My mother loves the Cubs and so if they do win I will be very happy for her and the other Cub fans so desperately praying for their beloved Cubbies to finally break the fabled curse. The same goes for the players who will be the real champions if they can pull it off. However, the ownership of this fabled franchise should not be let off the hook. They could have pulled this off much sooner with the resources at their command. The reason the Cubs have not won the World Series since 1908 is not due to the players or fans, but due to the callous economic interests of the various owners over the years.

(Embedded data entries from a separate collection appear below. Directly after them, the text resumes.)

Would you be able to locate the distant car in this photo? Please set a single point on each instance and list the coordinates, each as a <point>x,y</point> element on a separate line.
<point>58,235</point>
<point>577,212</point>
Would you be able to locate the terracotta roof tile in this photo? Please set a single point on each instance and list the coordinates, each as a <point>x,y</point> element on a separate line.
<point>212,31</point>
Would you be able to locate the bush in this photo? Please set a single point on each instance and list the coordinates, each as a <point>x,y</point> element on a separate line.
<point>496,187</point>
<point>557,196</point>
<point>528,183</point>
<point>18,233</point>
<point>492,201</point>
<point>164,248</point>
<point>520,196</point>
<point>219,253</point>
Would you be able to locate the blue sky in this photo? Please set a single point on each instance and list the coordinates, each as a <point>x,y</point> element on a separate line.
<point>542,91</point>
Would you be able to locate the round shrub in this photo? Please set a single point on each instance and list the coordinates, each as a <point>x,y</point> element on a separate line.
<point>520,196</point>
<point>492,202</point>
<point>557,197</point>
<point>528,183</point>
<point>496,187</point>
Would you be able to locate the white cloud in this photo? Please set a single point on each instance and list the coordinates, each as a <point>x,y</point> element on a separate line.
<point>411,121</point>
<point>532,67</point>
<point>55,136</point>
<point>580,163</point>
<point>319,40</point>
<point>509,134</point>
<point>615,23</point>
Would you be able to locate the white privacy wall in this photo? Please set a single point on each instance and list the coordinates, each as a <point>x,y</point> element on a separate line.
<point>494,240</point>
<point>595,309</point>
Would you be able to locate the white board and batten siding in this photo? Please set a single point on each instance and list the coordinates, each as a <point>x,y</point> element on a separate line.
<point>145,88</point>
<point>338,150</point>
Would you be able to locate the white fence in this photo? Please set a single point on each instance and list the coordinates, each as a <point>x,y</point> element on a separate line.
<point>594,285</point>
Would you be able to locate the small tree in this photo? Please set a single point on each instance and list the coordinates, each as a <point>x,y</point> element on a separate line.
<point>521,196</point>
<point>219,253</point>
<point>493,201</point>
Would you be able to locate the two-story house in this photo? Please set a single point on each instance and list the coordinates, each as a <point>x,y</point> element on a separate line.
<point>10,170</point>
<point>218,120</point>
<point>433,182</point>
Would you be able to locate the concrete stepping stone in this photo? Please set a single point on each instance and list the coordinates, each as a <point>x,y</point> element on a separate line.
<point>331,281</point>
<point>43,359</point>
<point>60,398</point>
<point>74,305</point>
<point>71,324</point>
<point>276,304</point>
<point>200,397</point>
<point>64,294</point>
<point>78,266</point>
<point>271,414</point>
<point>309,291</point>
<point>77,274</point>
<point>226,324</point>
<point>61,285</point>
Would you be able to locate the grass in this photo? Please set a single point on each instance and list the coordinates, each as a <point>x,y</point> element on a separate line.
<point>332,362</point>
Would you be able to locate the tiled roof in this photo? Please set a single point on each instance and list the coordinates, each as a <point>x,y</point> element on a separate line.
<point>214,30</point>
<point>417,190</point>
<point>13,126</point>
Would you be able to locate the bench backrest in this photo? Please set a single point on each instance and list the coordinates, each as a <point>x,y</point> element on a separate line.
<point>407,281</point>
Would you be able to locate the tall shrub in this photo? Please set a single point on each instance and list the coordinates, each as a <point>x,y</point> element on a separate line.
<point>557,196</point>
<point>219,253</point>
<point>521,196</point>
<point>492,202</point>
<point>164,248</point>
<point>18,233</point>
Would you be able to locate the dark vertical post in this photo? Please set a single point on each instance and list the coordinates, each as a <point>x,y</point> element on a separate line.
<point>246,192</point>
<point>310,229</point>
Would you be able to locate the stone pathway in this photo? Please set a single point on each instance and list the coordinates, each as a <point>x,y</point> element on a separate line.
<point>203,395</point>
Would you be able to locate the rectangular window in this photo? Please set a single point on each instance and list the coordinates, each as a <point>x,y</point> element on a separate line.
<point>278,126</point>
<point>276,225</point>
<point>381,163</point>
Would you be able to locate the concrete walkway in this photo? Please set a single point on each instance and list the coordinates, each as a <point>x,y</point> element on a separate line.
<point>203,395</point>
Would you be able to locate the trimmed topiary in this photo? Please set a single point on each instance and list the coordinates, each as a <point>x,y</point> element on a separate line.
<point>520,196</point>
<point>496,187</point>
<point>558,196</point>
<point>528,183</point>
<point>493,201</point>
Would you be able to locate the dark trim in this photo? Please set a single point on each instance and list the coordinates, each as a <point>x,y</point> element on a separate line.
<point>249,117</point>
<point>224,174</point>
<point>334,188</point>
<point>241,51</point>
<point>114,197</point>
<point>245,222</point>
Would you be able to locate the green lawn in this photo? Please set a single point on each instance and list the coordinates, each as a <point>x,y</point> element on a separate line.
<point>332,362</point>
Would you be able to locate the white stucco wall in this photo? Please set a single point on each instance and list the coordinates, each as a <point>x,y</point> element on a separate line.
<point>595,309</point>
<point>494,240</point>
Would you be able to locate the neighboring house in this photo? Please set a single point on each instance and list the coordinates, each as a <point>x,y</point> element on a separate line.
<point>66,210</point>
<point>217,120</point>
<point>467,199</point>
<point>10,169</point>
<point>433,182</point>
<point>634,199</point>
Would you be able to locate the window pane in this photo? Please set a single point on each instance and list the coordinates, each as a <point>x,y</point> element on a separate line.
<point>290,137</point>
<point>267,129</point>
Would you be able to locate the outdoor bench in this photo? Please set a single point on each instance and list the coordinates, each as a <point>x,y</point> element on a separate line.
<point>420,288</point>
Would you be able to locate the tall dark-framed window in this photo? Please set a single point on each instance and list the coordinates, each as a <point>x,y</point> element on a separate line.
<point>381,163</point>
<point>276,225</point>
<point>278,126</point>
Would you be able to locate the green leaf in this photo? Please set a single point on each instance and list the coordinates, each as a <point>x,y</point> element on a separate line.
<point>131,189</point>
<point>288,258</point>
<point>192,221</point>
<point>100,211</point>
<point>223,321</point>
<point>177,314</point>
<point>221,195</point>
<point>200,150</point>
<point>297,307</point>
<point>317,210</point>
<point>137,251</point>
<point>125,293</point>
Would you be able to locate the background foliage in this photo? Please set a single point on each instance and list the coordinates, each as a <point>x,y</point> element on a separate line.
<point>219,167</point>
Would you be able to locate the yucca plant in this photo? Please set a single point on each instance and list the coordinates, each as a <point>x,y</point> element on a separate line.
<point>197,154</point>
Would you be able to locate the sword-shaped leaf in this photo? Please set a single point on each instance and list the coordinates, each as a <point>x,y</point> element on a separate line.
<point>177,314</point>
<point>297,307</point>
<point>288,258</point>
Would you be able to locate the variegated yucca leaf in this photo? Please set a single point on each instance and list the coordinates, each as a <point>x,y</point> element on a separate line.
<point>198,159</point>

I was lucky to visit Cooperstown and the Baseball Hall of Fame this summer. It was an amazing experience for someone who loves baseball and nothing moved me more than the plaque honoring Ernie Banks. Behind me in my office sits a framed scorecard my dad kept when he took me to a game in Wrigley Field on August 24th, 1962, the day after my ninth birthday. Warren Spahn pitched for the Milwaukee Braves and Hank Aaron hit a home run. A young player named Lou Brock was playing center field for the Cubs. Billy Williams was in right and Santo was on third. The Cubs lost. On the front of that scorecard are the autographs of Don Landrum, Ken Hubbs and the incomparable Ernie Banks all scored for me by my dad.
So for my mom, dad, Ernie and that beautiful game in 1962 I will root for the Cubs to make it this time in spite of the suits who have run the franchise so cynically for the last century. Terrible owners have given Chicago the Black Sox and a hundred years of frustration for generations of faithful Cub fans. It’s time to think about the game, not them.
“Let’s play two,” said Ernie, the most beautiful quote in baseball. For the next two weeks, I’ll be a Cubs fan.